NEW YORK (Reuters) - In the escalating battle of big data vs. human experts, score another win for numbers.
The most accurate predictions of which movies the U.S. Library of Congress will deem “culturally, historically, or aesthetically significant” are not the views of critics or fans but a simple algorithm applied to a database, according to a study published on Monday.
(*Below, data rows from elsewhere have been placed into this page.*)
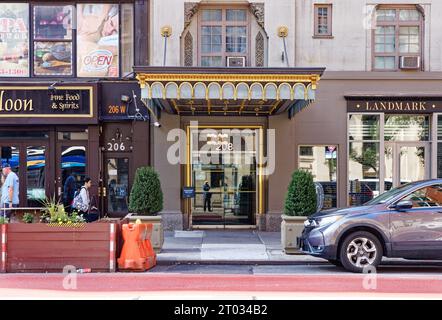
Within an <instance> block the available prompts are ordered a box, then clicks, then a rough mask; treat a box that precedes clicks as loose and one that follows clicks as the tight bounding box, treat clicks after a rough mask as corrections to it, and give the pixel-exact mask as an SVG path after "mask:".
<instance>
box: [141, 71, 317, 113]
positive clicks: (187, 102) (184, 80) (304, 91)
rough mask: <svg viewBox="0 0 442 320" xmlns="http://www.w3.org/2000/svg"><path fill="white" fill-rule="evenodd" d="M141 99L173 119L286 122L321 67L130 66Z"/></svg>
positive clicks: (310, 95)
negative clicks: (314, 67)
mask: <svg viewBox="0 0 442 320" xmlns="http://www.w3.org/2000/svg"><path fill="white" fill-rule="evenodd" d="M134 71H135V73H136V74H137V79H138V81H139V84H140V87H141V99H142V101H143V102H144V103H146V104H150V106H157V107H158V108H160V109H161V110H164V111H165V112H168V113H173V114H179V115H221V116H229V115H235V116H238V115H256V116H269V115H274V114H279V113H282V112H285V111H287V112H288V114H289V117H292V116H293V115H294V114H295V113H296V112H298V111H300V110H302V109H303V108H304V107H306V106H307V105H309V104H310V103H311V102H312V101H314V99H315V91H316V89H317V84H318V81H319V79H320V77H321V75H322V73H323V72H324V68H195V67H192V68H189V67H135V68H134Z"/></svg>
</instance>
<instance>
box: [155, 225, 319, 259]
mask: <svg viewBox="0 0 442 320" xmlns="http://www.w3.org/2000/svg"><path fill="white" fill-rule="evenodd" d="M164 236H165V239H164V245H163V249H162V251H161V253H160V254H158V257H157V261H158V264H159V265H170V264H177V263H181V264H186V263H196V264H261V265H262V264H303V265H305V264H318V263H327V261H326V260H323V259H319V258H314V257H311V256H308V255H304V254H296V255H286V254H285V253H284V252H283V251H282V246H281V233H279V232H259V231H256V230H240V231H237V230H204V231H172V232H170V231H169V232H165V235H164Z"/></svg>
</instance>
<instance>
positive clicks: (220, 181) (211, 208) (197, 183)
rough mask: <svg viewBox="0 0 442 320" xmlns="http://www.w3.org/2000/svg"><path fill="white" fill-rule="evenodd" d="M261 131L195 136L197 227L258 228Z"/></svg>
mask: <svg viewBox="0 0 442 320" xmlns="http://www.w3.org/2000/svg"><path fill="white" fill-rule="evenodd" d="M256 139H257V130H247V131H245V130H244V131H241V130H236V131H233V130H231V129H204V130H201V129H196V130H193V131H192V132H191V139H190V146H191V153H190V154H191V166H190V168H191V170H190V175H191V185H192V186H193V187H194V188H195V197H194V198H193V199H192V200H191V219H192V220H191V221H192V225H193V226H204V225H219V226H226V225H254V224H255V213H256V208H257V190H258V187H257V163H256V157H255V156H256V154H257V150H256V149H257V148H256V146H257V143H256Z"/></svg>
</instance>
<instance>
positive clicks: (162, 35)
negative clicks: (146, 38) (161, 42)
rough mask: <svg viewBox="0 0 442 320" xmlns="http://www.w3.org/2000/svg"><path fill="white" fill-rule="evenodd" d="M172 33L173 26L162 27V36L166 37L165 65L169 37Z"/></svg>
mask: <svg viewBox="0 0 442 320" xmlns="http://www.w3.org/2000/svg"><path fill="white" fill-rule="evenodd" d="M171 35H172V27H171V26H164V27H162V28H161V36H162V37H164V53H163V67H164V66H165V65H166V53H167V38H169V37H170V36H171Z"/></svg>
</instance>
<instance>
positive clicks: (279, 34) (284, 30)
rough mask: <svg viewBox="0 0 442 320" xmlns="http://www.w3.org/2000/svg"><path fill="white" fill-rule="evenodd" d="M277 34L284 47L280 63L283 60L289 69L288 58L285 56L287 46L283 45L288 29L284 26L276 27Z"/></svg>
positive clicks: (284, 43)
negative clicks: (279, 38) (284, 60)
mask: <svg viewBox="0 0 442 320" xmlns="http://www.w3.org/2000/svg"><path fill="white" fill-rule="evenodd" d="M277 34H278V37H280V38H281V39H282V43H283V45H284V52H283V55H282V57H281V60H282V62H284V60H285V62H286V63H287V67H289V66H290V65H289V57H288V55H287V45H286V43H285V38H287V36H288V34H289V28H287V27H286V26H280V27H278V32H277Z"/></svg>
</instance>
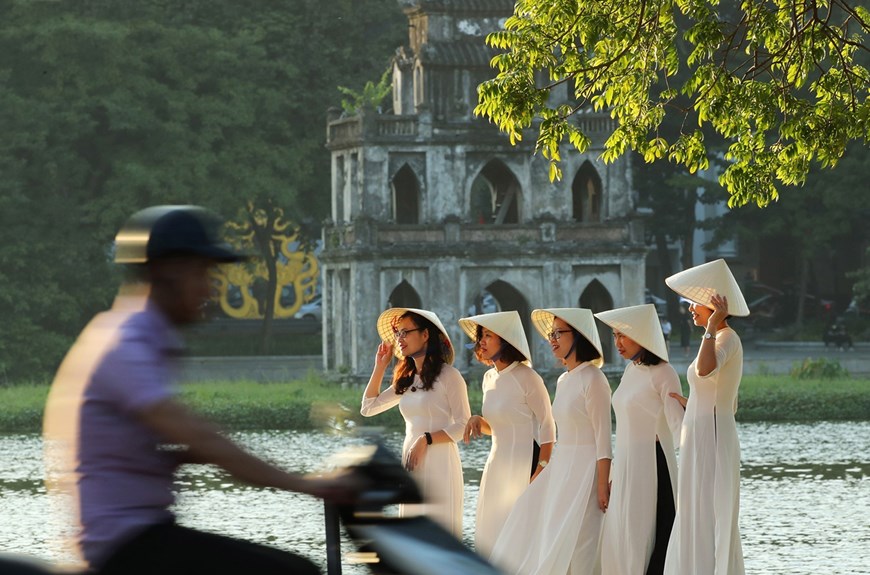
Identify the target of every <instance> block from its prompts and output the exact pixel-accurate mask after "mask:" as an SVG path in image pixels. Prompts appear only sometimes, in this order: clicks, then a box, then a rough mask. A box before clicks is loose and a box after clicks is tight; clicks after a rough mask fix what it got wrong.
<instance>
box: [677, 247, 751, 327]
mask: <svg viewBox="0 0 870 575" xmlns="http://www.w3.org/2000/svg"><path fill="white" fill-rule="evenodd" d="M665 283H666V284H668V287H669V288H671V289H672V290H674V291H675V292H677V293H678V294H680V295H681V296H683V297H684V298H686V299H688V300H690V301H693V302H695V303H697V304H700V305H702V306H704V307H712V306H711V305H710V298H711V297H712V296H713V294H717V293H718V294H719V295H721V296H725V298H727V299H728V314H729V315H734V316H741V317H743V316H747V315H749V306H748V305H746V300H745V299H744V298H743V293H742V292H741V291H740V286H738V285H737V280H735V279H734V274H732V273H731V270H730V269H729V268H728V264H726V263H725V260H723V259H718V260H714V261H712V262H707V263H706V264H701V265H699V266H695V267H693V268H689V269H687V270H683V271H681V272H680V273H677V274H674V275H672V276H671V277H669V278H667V279H666V280H665Z"/></svg>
The crucial data, scientists reported in Proceedings of the National Academy of Sciences, are what the Internet Movie Database (IMDb.com) calls “Connections” - films, television episodes and other works that allude to an earlier movie.
For 15,425 films in IMDB.com examined in the study, the measure that was most predictive of which made it into the Library of Congress’s National Film Registry, which honors “significant” movies, was the number of references to it by other films released many years later.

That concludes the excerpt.